Thousands of Muslim women in India are campaigning to abolish the ancient “divorce law” of triple talaq, but now men are also offering their support in a bid to change the law, according to the Hindustan Times.
Under the Muslim Personal Law Application Act, husbands are still permitted in India to perform talaq, whereby they must notify their wife in some way that they require a divorce by stating: “talaq, talaq, talaq”. Although this has become obsolete in many countries including Bangladesh, it is still used regularly in India, where wives have reported receiving letters at their parents’ house, as well as messages on Facebook and Whatsapp.
Recently, 50,000 Muslims signed a petition organised by Bharatiya Muslim Mahila Andolan, a charity dedicated to empowering Muslim women. However, Muslim leaders in India have stated that a change to the law would be “unacceptable”, although they concede that triple talaq should only ever be used as a last resort and that married couples should do all they can to reconcile; directions as laid out by The Koran.
Since then, over 200 men on behalf of the Muslim Men for Gender Justice Organisation which is based in Mumbai, have lent their support to the women’s charity and are campaigning for the law to be changed.
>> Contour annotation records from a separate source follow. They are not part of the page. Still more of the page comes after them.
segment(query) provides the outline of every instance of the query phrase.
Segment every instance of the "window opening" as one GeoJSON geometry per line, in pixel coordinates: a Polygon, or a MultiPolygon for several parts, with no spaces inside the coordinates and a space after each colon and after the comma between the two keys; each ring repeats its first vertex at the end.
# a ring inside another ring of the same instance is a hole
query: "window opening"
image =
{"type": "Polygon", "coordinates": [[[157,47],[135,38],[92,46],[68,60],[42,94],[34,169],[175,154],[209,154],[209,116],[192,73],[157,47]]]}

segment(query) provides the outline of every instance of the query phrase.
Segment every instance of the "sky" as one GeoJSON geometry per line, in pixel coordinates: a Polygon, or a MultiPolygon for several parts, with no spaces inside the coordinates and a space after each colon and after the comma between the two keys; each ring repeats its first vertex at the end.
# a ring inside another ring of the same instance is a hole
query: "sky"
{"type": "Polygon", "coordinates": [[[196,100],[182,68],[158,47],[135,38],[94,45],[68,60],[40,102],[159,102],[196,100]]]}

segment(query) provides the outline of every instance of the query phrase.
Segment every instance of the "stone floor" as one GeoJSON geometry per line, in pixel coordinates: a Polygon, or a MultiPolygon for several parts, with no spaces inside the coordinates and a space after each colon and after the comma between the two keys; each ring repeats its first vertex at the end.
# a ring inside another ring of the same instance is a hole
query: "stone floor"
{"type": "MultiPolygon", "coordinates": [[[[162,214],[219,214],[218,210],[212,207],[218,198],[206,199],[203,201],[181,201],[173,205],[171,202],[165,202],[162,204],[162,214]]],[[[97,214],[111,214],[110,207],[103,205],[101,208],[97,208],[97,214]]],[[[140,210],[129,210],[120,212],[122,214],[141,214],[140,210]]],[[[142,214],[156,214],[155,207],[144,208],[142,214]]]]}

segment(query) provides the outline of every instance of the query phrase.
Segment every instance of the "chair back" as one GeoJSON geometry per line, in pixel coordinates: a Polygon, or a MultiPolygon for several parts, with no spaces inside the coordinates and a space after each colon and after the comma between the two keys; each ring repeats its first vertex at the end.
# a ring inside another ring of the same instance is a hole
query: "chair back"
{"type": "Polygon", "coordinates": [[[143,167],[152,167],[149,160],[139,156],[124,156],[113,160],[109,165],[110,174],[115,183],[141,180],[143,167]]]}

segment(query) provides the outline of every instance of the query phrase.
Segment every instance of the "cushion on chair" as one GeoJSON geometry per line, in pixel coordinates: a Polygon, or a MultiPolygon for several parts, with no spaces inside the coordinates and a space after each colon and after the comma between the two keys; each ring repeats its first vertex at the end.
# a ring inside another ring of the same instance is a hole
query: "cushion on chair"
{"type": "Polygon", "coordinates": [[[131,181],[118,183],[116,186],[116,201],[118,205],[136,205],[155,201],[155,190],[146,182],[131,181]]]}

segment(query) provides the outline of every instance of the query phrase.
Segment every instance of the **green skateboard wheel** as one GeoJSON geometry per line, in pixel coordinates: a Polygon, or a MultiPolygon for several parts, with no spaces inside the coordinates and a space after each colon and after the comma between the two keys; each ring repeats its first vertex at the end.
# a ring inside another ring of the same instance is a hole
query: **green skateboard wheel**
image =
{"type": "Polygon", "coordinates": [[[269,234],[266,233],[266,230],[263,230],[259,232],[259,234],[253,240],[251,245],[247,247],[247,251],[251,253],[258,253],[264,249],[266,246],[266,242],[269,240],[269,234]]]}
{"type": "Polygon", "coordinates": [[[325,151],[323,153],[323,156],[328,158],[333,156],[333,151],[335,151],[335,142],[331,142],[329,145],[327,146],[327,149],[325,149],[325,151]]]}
In a survey carried out among 4000 Muslim women last year, twelve percent said that they had been divorced by their husbands by way of talaq, despite many Muslim scholars believing that the procedure, which dates back to the seventh century, diverts from The Koran.
Muslim Men for Gender Justice counts lawyers, businessmen and doctors among its members. Irfan Engineer, who works at the Institute of Islamic Studies in Mumbai, also signed the statement, saying that religious leaders in India have made it very clear that they are very much in favour of retaining the practice and they must be “compelled to change”.